7º. Lord Wellington was within four hours march of either end of the defile, through which the French army was moving. He might have sent the first division and the cavalry (forming with Portuguese regular troops, and Trant’s militia, a mass of twelve or fourteen thousand men) to Sardao, to head the French in the defile; while the second, third, fourth, fifth, and light divisions, advancing by Martagao, assailed their rear. That he did not do so, is to be attributed to his political position. War is full of mischances, and the loss of a single brigade might have caused the English government to abandon the contest altogether. Nevertheless, his retreat was more critically dangerous than such an attack would have been, and in a military view the battle of Busaco should not have been fought: it was extraneous to his original plan, it was forced upon him by events, and was in fine a political battle.
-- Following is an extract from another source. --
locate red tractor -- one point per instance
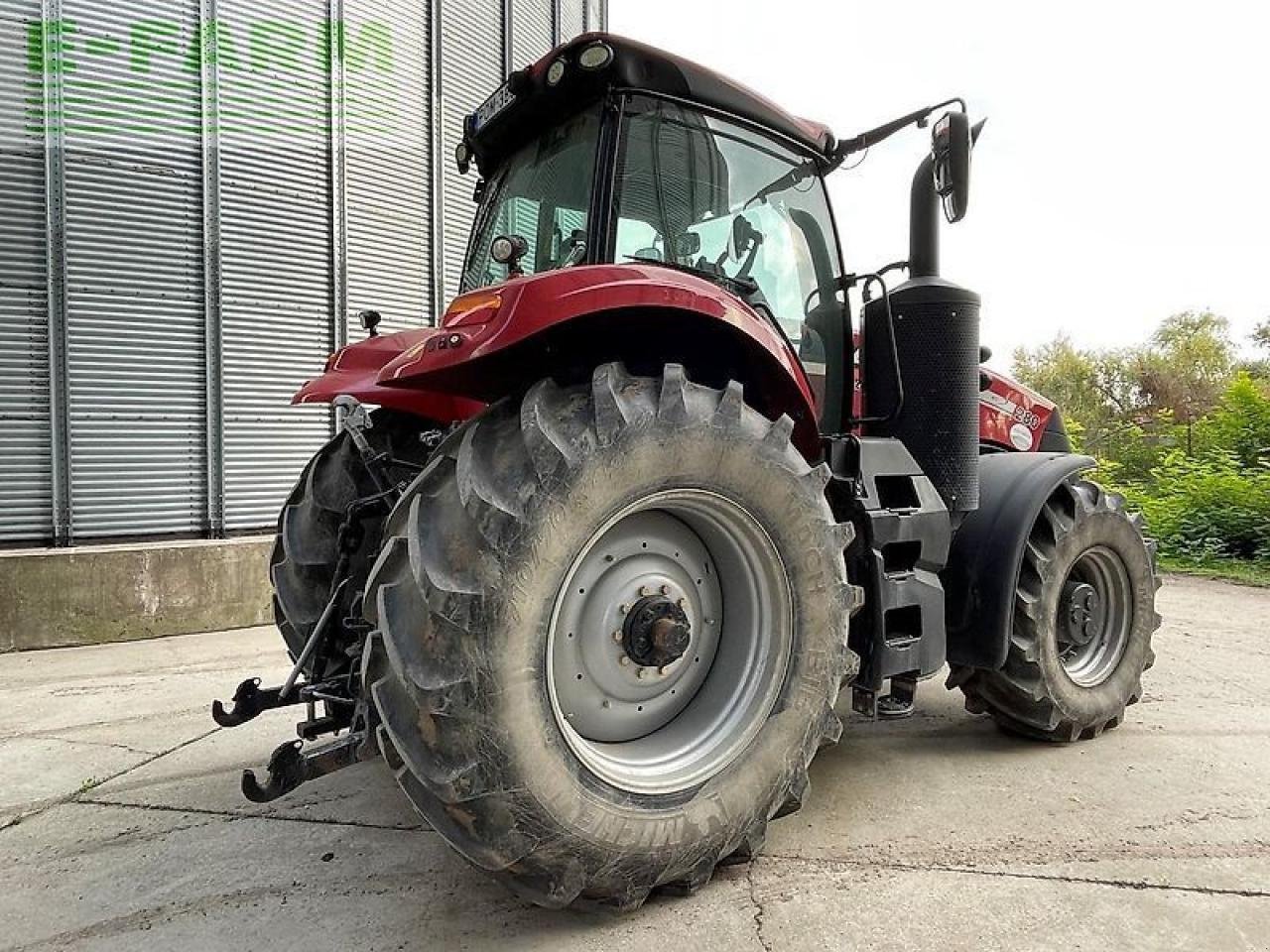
(592, 575)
8º. Massena’s march, being unopposed, was successful. The allied army could not cope with him in the open country between Busaco and the sea, where his cavalry would have had a fair field; hence lord Wellington, reverting to his original plan, retreated by the Coimbra and Espinhal roads. But the prince of Esling was at Avelans de Cima and Milheada on the 30th, the allied cavalry and the light division being still on the right bank of the Mondego, which was fordable in many places below Coimbra. Had the French general, directing his march through Tentugal, crossed at those fords, and pushed rapidly on to Leiria, by the route sir Arthur Wellesley followed, in 1808, against Junot, the communication with Lisbon would have been cut: terror and confusion would then have raged in the capital, the patriarch’s faction would have triumphed, and a dangerous battle must have been risked before the Lines could be reached.
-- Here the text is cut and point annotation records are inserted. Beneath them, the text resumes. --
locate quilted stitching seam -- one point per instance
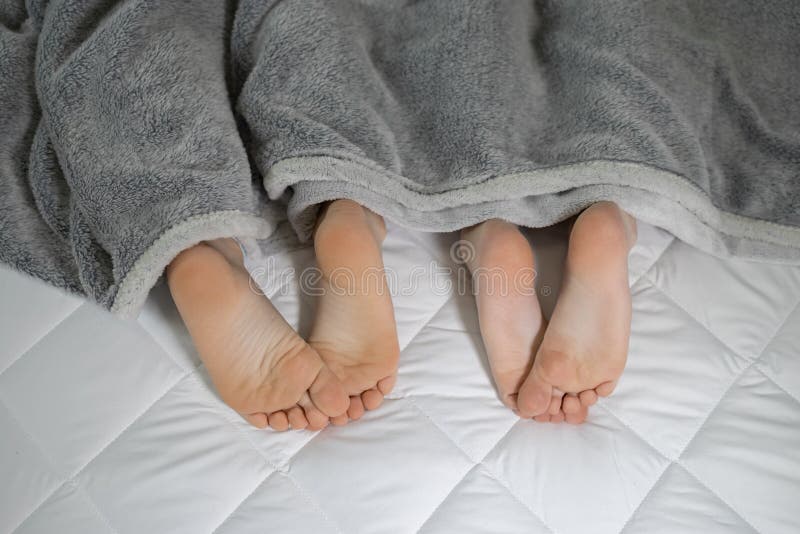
(486, 469)
(715, 494)
(275, 468)
(73, 479)
(734, 381)
(35, 343)
(304, 493)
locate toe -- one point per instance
(372, 398)
(340, 420)
(386, 385)
(578, 417)
(557, 418)
(258, 420)
(555, 402)
(316, 419)
(356, 409)
(588, 397)
(328, 394)
(534, 395)
(606, 388)
(278, 421)
(297, 419)
(571, 405)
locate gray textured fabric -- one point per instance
(118, 144)
(126, 126)
(441, 114)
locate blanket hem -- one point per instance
(144, 274)
(525, 198)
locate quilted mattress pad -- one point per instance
(112, 427)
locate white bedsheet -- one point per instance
(111, 426)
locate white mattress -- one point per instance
(111, 426)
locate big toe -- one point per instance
(534, 395)
(328, 394)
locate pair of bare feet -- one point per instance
(265, 371)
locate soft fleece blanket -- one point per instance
(131, 130)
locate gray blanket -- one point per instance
(131, 130)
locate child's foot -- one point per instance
(503, 274)
(585, 346)
(354, 330)
(259, 365)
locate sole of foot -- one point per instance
(503, 271)
(585, 346)
(354, 328)
(259, 365)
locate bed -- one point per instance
(111, 426)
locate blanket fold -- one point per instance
(442, 114)
(134, 129)
(119, 147)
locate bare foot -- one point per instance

9º. When the allies had gained Leiria, and secured their line of retreat, the fate of Portugal was still in the French general’s hands. If he had established a fresh base at Coimbra, employed the ninth corps to seize Oporto, secured his line of communication with that city and with Almeida by fortified posts, and afterwards, extending his position by the left, attacked Abrantes, and given his hand to a corps sent by Soult from the south; not only would the campaign have been so far a successful one, but in no other manner could he have so effectually frustrated his adversary’s political and military projects. Lord Wellington dreaded such a proceeding, and hailed the renewed advance of the French army, as the rising of a heavy cloud discovering a clear sky in the horizon beneath.
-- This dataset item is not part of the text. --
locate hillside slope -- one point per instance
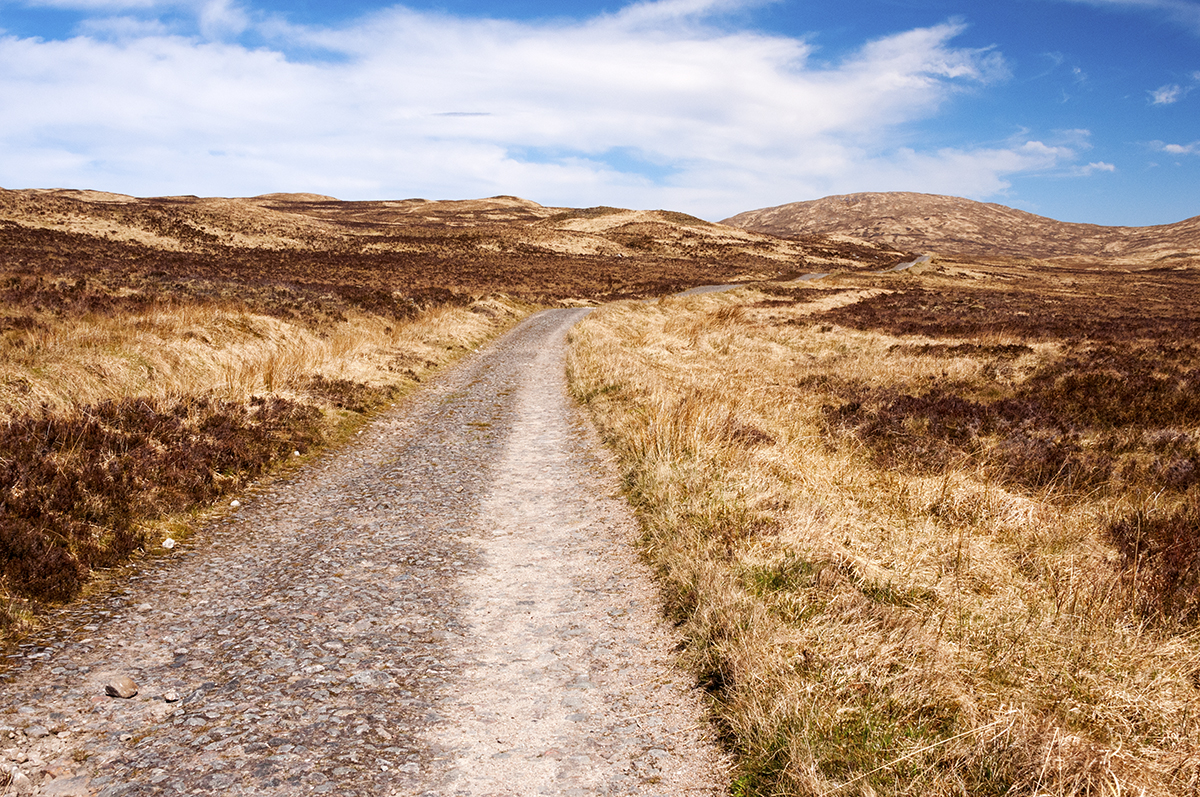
(503, 228)
(952, 225)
Appendix, [No. VII.] Sect. 2.

Even at Coimbra, the prince was unacquainted with the existence of the lines, and believed that, beyond Santarem, the country was open for the usage of all arms. It is strange that, when Junot, Loison, Foy, and many other officers, who had served in Portugal, were present, better information was not obtained; but every part of this campaign illustrated Massena’s character, as drawn by Napoleon:—“Brave, decided, and intrepid; dull in conversation, but in danger acquiring clearness and force of thought; ambitious, filled with self-love, neglectful of discipline, regardless of good administration, and, consequently, disliked by the troops; his dispositions for battle were bad, but his temper was pertinacious to the last degree, and he was never discouraged!”

10º. It appears that the French reached Coimbra at the moment when the fourteen days’ bread, carried by the soldiers, was exhausted, and it is worthy of consideration that French soldiers are accustomed to carry so much bread. Other nations, especially the English, would not husband it; yet it was a practice of the ancient Romans, and it ought to be the practice of all armies. It requires a long previous discipline and well-confirmed military habits; but, without it, men are only half efficient, especially for offensive warfare. The secret of making perfect soldiers is only to be found in national customs and institutions; men should come to the ranks fitted, by previous habits, for military service, instead of being stretched as it were upon the bed of Procrustes, by a discipline which has no resource but fear.